ALK: I think a lot of it is voyeurism—the parasocial element—like, “I’m reading something, but I can now find stuff about the author.” Then you get to animate them in your head and imagine this person that you can find a picture of, this person whose voice is on YouTube somewhere, and stage them in your own mind. There is something kind of very seductive about knowing that something is real. Especially now in a moment where social media has become reality, if you come across something that is real — that seems precious in an era where everything has become virtual.
There’s that kind of intimacy that comes from knowing that something has really happened, that you feel like somebody is revealing themself to you. In a moment where everyone is so performative and where it’s so difficult to be kind of authentic and vulnerable, I think the promise of the authentic and the real is quite appealing. I understand it, but it doesn’t appeal to me.
FM: You’re a Dua Lipa fan. Do you ever listen to Dua Lipa while you draft your books?
ALK: I have a shout out to Dua Lipa in the acknowledgments of “Cacaphonies”, because that was the soundtrack for writing that book. When it comes to writing, I have to sort of train myself to become a Pavlovian subject where if I associate a certain song or album with writing, it makes it a lot easier to write.
Right now, my it’s-time-to-write song is a K-pop song by aespa, “Thirsty.”
FM: Growing up, what were some of your favorite novels?
ALK: I went through an Ayn Rand phase. I really liked “The Fountainhead.” I liked Hermann Hesse. I read “Demian” and “Siddhartha.” I read “Siddhartha” outside, sitting next to the dog house because we had an outdoor dog growing up. I liked “Lolita,” even though the first time I read it I was in seventh grade and I didn’t understand any of the sexual metaphors. And, reading Margaret Atwood’s “The Handmaid’s Tale” was just a revelation to me.
FM: You have done research on Monique Wittig, a French author and theorist who coined the phrase “heterosexual contract.” What do you think she brought to French literature in her time?
ALK:
Did she coin the term heterosexual contract? I don’t know that she did. That would be something that we would have to double check.
What she brought to French literature was a bazooka. It was explosive. She blew it up. What she did was cannibalize or appropriate the French canon, which is one of the most heteronormative sites. She lesbianized it, she decentered straightness from within a canon that had absolutely centered straightness for centuries.

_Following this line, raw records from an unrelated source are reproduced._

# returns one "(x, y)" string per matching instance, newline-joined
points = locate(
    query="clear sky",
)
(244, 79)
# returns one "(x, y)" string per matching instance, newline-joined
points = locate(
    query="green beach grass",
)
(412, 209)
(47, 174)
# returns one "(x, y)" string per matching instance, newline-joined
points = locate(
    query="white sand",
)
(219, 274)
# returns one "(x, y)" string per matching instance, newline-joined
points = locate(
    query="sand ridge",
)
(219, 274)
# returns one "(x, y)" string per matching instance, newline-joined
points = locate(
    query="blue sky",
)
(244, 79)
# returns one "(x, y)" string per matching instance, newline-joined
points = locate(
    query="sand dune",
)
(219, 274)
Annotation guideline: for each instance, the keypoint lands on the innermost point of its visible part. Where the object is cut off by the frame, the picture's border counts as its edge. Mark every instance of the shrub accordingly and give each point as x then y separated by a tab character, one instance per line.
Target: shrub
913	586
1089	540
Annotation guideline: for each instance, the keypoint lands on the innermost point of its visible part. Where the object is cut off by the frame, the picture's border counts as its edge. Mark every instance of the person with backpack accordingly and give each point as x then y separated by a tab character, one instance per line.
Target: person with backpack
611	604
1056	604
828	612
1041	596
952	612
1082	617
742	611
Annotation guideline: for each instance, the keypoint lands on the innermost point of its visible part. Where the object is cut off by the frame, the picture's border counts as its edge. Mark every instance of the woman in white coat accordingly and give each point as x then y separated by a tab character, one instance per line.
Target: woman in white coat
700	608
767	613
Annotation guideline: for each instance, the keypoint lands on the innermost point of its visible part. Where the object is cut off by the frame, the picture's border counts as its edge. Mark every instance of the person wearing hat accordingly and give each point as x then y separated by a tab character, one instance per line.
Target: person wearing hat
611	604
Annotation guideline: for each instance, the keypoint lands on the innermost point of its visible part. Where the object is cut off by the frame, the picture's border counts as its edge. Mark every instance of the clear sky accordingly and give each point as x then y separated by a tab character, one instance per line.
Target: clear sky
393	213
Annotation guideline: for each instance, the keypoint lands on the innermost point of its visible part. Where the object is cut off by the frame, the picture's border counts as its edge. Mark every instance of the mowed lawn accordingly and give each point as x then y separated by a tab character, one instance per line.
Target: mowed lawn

FM: You’re a professor at Harvard, but you completed your graduate education at Yale. Are you rooting for Harvard or Yale on game days?
ALK: You’re speaking to someone who was my college mascot and left halfway through a football game because I got bored. So, I don’t really care. But, when I first got to Harvard, I was still on my Yale business. I would go to the MAC gym wearing my Yale shirt. I wanted people to know that I wasn’t “Harvard,” not like so many people. I wanted to mark my difference somehow. Now I’m just, “Yeah, Harvard.”